Paul Thomas and Kevin Raxworthy: Nanoessence

Nanoessence

image / provided

The Nanoessence exhibition, by Dr. Paul Thomas and his partner Kevin Raxworthy, is based on a comparative investigation of atomic structures and vibrations taking place between living and dead skin cells when touched by the Atomic Force Microscope (AFM) cantilever. Living skin cells are scanned by the AFM in various modes, where the cantilever raster scans the surface of the skin cell by tapping or touching the surface. This mode records the topographies by gathering deflection data that is translated to produce a visual representation. The force spectroscopy mode determines atomic vibration taking place as the tip touches and rests on the surface of the cell.

The skin cell, vapor, and breath are fundamental concepts and materials utilized in the investigation of the creation of life in the exhibition. The Nanoessence project uses the data from the AFM to look at biological phenomena of difference revealed at a nano level in topographical visualizations and sonic structures between life and death. The breath and moisture interface allows for the user to breathe on the model of a HaCat cell and then enter visually the projection of an envelope between life and death. As the user maintains their breath cellular automatons start to grow and spin. This growth last as long as the user continues to breathe on the work.

The sonic topographic texture of Nanoessence was created from the comparative analysis of data between alive and dead that is converted into sound files. The exhibition presents auditory work consisting of sonic vibrations that occur at the nano level, which the audience can experience as audible topographic sensation in space and time.

The desires for the Nanoessence project is to confront our phenomenological understanding of infinite smallness and create a psychological shift in viewers' consciousness. The art works were created to generate immersive interactive spaces for change. The breath interface in Nanoessence allows for the formation of an empathetic connection to be made with the work.

Collaborators on the Nanoessence project include: Oran Catts, Ionat Zurr SymbioticA, and Dr.

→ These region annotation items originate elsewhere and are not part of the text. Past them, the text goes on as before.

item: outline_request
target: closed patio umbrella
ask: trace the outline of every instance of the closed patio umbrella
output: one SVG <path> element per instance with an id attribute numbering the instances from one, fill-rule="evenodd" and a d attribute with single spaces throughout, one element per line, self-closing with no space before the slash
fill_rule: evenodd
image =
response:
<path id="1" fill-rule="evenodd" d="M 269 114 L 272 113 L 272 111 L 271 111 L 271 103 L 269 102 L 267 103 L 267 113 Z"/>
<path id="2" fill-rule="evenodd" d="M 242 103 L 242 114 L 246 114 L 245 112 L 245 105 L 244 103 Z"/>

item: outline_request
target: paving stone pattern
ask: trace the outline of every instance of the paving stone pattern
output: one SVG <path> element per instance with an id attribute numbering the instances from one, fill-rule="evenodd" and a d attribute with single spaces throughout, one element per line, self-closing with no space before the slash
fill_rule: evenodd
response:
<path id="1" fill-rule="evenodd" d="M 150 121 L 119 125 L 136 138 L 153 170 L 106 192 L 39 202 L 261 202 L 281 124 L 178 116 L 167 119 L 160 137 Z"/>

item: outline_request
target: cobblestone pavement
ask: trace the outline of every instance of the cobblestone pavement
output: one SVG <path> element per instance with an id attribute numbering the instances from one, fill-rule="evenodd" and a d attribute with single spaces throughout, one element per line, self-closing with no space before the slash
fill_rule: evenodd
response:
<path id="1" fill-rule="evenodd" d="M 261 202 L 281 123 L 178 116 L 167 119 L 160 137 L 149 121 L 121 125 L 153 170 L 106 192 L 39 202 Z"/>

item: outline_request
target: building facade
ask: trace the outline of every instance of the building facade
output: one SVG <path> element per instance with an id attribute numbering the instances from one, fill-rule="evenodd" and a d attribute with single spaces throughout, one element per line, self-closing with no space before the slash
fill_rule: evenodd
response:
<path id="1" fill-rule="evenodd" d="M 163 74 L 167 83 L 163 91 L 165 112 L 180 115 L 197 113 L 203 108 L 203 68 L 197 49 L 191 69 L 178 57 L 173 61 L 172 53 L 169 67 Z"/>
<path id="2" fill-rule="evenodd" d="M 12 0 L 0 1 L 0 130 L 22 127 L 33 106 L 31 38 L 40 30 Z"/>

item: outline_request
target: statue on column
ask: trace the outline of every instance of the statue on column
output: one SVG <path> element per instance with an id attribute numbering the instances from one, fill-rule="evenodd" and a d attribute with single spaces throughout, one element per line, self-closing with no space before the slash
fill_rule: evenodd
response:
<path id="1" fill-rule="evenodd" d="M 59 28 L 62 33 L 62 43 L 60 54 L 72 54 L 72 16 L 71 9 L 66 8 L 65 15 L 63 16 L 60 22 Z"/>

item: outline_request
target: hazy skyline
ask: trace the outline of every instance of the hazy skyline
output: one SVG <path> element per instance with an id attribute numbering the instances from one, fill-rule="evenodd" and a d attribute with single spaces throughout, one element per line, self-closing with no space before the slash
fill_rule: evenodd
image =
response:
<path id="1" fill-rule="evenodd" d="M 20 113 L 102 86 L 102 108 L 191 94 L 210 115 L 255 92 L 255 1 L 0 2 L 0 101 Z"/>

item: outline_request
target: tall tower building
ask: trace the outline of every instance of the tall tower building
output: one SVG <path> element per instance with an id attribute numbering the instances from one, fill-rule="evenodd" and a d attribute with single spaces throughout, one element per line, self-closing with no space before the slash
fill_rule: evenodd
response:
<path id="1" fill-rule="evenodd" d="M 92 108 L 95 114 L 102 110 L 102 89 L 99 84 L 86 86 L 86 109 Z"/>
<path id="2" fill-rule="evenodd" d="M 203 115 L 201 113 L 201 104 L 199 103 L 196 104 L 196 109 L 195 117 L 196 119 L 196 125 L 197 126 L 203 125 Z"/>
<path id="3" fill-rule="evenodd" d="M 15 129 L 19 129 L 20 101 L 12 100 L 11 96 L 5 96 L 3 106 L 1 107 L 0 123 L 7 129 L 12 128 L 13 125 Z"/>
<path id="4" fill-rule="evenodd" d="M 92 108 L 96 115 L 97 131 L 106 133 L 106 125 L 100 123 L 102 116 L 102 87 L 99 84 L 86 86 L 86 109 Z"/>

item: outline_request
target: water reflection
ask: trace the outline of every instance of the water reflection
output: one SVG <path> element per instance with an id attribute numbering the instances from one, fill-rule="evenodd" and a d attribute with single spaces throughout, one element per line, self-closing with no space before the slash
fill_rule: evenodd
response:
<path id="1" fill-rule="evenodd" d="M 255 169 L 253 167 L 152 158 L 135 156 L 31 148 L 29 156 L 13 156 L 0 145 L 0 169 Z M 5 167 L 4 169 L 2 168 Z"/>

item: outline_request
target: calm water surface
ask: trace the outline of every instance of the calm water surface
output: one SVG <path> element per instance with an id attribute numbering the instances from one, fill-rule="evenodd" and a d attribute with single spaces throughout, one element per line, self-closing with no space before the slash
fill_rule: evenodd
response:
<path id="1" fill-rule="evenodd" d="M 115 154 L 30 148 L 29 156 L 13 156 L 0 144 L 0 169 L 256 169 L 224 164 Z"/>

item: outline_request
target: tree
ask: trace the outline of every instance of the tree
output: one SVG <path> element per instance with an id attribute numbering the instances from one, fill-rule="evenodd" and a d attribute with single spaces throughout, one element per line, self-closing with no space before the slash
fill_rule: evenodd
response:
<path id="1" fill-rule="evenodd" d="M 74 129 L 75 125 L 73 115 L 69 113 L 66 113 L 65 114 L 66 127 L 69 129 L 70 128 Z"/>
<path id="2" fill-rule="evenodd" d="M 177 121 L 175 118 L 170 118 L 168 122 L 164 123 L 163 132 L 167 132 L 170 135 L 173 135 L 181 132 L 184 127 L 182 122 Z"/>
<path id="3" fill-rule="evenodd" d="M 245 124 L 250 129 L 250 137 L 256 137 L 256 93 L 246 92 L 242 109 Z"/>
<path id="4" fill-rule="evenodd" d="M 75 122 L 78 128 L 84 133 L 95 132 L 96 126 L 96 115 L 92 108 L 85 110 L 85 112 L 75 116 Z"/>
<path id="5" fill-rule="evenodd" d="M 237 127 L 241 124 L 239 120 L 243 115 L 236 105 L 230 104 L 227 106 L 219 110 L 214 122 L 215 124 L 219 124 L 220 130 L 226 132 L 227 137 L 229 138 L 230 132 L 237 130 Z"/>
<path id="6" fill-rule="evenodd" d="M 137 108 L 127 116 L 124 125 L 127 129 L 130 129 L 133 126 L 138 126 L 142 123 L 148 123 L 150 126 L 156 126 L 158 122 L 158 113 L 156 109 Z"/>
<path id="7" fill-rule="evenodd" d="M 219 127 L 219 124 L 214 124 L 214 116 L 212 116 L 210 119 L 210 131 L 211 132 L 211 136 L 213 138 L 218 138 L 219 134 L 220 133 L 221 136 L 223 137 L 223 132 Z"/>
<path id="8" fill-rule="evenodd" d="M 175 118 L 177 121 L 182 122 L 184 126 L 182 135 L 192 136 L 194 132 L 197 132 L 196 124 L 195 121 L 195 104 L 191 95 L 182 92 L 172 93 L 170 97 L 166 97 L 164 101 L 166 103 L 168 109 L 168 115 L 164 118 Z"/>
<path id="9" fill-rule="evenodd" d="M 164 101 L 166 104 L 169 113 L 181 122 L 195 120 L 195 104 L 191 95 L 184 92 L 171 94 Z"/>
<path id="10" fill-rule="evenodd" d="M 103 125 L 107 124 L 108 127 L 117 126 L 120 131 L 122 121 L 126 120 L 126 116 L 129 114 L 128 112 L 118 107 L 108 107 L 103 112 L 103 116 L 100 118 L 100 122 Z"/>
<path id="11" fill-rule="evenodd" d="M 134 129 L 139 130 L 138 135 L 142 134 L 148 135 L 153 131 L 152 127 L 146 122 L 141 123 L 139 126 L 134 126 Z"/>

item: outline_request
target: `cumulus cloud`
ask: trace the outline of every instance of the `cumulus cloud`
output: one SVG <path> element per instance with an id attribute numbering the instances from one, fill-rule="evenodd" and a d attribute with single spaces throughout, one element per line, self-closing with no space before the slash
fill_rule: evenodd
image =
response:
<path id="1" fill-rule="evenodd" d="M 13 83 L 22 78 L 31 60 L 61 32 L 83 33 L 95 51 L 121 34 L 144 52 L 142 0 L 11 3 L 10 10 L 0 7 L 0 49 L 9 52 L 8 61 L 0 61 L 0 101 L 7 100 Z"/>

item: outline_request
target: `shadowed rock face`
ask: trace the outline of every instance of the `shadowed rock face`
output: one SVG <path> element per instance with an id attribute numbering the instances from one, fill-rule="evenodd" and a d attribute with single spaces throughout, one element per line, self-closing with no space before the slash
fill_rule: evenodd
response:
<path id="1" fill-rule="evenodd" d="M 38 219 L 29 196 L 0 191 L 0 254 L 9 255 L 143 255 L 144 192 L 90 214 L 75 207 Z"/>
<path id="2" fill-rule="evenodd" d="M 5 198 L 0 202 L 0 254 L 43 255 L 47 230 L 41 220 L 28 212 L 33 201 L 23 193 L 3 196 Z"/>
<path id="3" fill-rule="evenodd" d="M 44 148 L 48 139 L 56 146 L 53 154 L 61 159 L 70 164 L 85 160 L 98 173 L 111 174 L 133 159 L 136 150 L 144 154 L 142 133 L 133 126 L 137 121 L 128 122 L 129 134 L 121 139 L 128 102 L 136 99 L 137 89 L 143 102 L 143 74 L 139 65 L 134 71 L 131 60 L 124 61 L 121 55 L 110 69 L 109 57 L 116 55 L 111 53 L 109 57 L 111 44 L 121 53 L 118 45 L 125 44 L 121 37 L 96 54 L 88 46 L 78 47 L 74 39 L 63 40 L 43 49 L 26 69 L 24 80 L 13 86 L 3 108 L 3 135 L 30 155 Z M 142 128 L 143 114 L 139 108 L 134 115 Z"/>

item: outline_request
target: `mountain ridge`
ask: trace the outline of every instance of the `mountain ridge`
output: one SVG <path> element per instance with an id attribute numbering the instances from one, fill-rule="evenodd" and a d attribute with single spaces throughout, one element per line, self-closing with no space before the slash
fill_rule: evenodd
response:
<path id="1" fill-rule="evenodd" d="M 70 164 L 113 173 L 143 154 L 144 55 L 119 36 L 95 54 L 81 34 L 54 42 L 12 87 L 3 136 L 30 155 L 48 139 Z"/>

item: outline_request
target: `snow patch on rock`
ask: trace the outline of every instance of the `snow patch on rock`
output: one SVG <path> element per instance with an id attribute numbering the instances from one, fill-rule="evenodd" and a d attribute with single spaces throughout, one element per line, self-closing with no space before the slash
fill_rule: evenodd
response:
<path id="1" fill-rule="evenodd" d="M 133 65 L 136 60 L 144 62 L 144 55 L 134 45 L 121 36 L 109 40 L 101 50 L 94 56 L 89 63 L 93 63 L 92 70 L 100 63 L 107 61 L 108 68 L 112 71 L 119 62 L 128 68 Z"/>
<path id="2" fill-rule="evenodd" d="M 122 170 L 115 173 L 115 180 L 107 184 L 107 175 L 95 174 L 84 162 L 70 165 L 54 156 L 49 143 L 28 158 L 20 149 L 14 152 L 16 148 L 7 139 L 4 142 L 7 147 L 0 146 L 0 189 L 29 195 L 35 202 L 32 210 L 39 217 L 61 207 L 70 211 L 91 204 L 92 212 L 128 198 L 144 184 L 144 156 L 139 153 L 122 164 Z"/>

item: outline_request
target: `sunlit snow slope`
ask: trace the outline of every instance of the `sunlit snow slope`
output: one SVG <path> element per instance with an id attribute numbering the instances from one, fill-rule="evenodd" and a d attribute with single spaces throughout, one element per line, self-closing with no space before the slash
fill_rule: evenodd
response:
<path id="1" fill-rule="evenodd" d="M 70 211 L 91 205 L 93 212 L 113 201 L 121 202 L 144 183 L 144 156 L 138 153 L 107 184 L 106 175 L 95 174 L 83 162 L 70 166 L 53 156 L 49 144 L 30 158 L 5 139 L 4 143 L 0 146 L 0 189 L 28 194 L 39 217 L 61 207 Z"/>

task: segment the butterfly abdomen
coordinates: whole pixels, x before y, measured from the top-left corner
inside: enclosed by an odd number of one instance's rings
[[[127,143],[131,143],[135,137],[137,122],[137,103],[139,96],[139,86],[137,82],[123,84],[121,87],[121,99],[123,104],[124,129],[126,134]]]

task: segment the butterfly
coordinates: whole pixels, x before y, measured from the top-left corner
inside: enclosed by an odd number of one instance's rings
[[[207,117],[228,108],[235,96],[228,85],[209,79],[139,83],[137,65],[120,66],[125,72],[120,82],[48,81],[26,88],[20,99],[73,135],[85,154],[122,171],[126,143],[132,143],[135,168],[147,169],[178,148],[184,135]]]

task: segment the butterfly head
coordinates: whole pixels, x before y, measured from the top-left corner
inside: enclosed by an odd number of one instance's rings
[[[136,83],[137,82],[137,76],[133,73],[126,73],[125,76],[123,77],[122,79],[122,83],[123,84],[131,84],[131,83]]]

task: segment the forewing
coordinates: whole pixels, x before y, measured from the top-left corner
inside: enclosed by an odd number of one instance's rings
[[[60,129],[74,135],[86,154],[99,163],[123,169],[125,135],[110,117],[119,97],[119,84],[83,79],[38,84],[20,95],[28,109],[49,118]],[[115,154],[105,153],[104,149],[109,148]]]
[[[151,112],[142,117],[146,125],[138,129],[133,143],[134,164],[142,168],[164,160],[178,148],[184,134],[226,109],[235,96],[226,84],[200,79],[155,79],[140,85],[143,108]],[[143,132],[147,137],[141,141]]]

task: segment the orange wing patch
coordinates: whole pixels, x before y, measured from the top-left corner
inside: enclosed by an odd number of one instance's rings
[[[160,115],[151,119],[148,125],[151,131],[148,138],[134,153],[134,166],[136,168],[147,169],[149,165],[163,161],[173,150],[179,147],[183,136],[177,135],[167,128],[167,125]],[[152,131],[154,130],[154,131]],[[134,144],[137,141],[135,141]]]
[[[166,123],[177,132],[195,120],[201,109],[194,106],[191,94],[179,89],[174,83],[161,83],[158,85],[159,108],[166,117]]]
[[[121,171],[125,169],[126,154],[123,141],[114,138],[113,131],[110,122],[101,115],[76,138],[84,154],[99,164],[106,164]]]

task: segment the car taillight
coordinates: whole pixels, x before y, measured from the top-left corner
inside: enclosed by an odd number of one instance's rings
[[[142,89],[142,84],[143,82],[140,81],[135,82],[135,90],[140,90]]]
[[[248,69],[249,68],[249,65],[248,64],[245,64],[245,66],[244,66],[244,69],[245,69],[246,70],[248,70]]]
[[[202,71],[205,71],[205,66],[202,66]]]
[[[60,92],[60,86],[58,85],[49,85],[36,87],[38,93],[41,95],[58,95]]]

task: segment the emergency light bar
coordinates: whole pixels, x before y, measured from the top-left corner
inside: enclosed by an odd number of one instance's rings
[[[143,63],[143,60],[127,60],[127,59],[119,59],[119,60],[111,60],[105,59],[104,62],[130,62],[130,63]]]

Thomas Becker at the Nano Research Institute at Curtin University of Technology. This project is part of the 2014 Cornell Council for the Arts Biennial.

Dr. Paul Thomas:

Thomas, is the program director of fine art at the College of Fine Art, University of New South Wales. Thomas was cochair of the Transdisciplinary Image Conference (2010), and instigated and was founding director of the Biennale of Electronic Arts Perth (2002, 2004). Since 1981 he has worked in the area of electronic arts, cofounding the group Media-Space, which was part of the first global link up with artists connected to ARTEX. From 1981 to 1986 the group was involved in a number of collaborative exhibitions and was instrumental in the establishment a substantial body of research. Thomas' current research project Nanoessence explores the space between life and death at a nano level. The project is part of an ongoing collaboration with the Nanochemistry Research Institute, Curtin University of Technology, and SymbioticA at the University of Western Australia. The previous project, Midas, researched at a nano level the transition phase between skin and gold. Thomas is a practicing electronic artist whose work has exhibited internationally and can be seen on his website Visiblespace.

Kevin Raxworthy:

Raxworthy is senior technician in the Studio of Electronic Arts (SEA) at Curtin University of Technology. Raxworthy has been working in the area of media art since 1983. He was the technical support officer for the Biennale of Electronic Art Perth (2002, 2004). Raxworthy has been working in collaboration with Thomas on the Midas project that was exhibited at Enter 3 Prague in 2007. For their current project, Nanoessence, they have written an algorithm based on cellular automaton that is affected and stimulated by using the different information gained from sensors that read the user's breath. Raxworthy's work looks at the nexus between artificial life, code space, and art. Raxworthy is currently completing his masters in electronic art and has recently completed a master of art in electronic art.